How Relationships Increase Speed and Improve Performance

 

So, how does this happen exactly? Let’s dig a little deeper to better understand how better relationships drive the kinds of speed and performance improvements that today’s IT leaders seek.

 

The following factors contribute to the familiarity observed among successful project teams: 

  • Trust: When people take time to understand and empathize with one another, they build trust. It’s an emotional bond that connects people at a deeper level. When trust exists, project members know their teammates have their back. Consequently, they are willing to take more risks, support one another, and work together to overcome challenges.
  • Communication: Effective communication is a crucial project success factor particularly when, like most IT projects or programs, the work is complex. The facilitation of clear and open lines of communication among the best performing teams reduces misunderstandings and ensures everyone is on the same page.
  • Candor: When people trust one another, there exists a level of psychological safety that empowers team members both to share what is on their minds and to be more receptive to others’ ideas. These more candid conversations lead to fewer defects, less rework, better decision making, and greater speed.
  • Conflict resolution: Disagreements are inevitable on any team or initiative, but the ability to effectively address and resolve them is essential to project success. Strong relationships among team members equips them to address conflicts constructively, finding solutions that benefit the project rather than locking themselves into win-lose arguments. 
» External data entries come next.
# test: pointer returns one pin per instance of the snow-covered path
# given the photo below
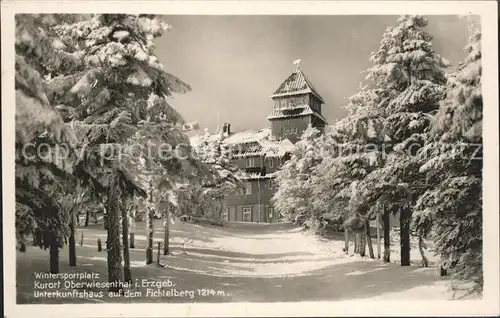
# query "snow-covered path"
(256, 264)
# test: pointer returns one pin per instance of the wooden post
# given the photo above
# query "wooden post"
(378, 235)
(71, 240)
(158, 254)
(127, 273)
(166, 234)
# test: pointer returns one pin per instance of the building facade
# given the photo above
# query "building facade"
(260, 153)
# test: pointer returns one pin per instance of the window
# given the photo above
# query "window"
(250, 162)
(247, 214)
(248, 188)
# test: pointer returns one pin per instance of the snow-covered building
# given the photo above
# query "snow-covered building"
(261, 152)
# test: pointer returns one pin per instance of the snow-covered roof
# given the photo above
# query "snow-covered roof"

Cross-functional Collaboration: Building Connections Across Business Boundaries

 

IT success today requires not just stronger relationships within the technology organization but productive cross-functional collaboration. When cross-functional relationships are strong, IT’s goals and objectives are better aligned. Moreover, better relationships with IT’s key stakeholders can lead to increased support and resources for technology initiatives. When stakeholders believe in the IT team's capabilities and trust its judgment, they are more likely to allocate necessary funds and staffing and provide the top-down support required to achieve desired business outcomes.

 

Strong relationships not only with business leaders but also with IT’s most important stakeholder, the end user, lays a foundation for the continuous feedback necessary to continuously iterate and innovate on behalf of the business. This relationship-enabled approach to ongoing IT solutions development is essential to ensuring that the technology organization remains aligned with evolving business requirements.

 

How IT Leaders Can Build Better Relationships

 

IT success depends more on the strength of its relationships than on its technical prowess. Whether fostering collaboration within teams, engaging with stakeholders, or nurturing partnerships with vendors, relationships are the foundation upon which IT can develop and deliver the IT solutions the business wants.

 

Here are a few techniques leaders can employ to strengthen relationships:

  • A “first friend” program: IT leaders can assign each new employee a coworker, who can help get answers to questions, meet people, and find their way around the organization.
  • Relationship-building meetings: IT leaders can host meetings with the sole purpose of getting to know one another better. Questions that illicit sharing personal details, like “What are the three things that made you who you are today?” can get the ball rolling.
  • Special interest groups: IT leaders can encourage their teams to set up special interest groups within their collaboration platforms (e.g., “cooking and recipes,” “gamers”). These can bring like-minded people together so that relationships can form organically.

I’ve long preached the importance of culture to organizational performance, especially in IT where collaboration is fundamental to success. The research is clear: Invest time building relationships and you will be a more successful IT leader.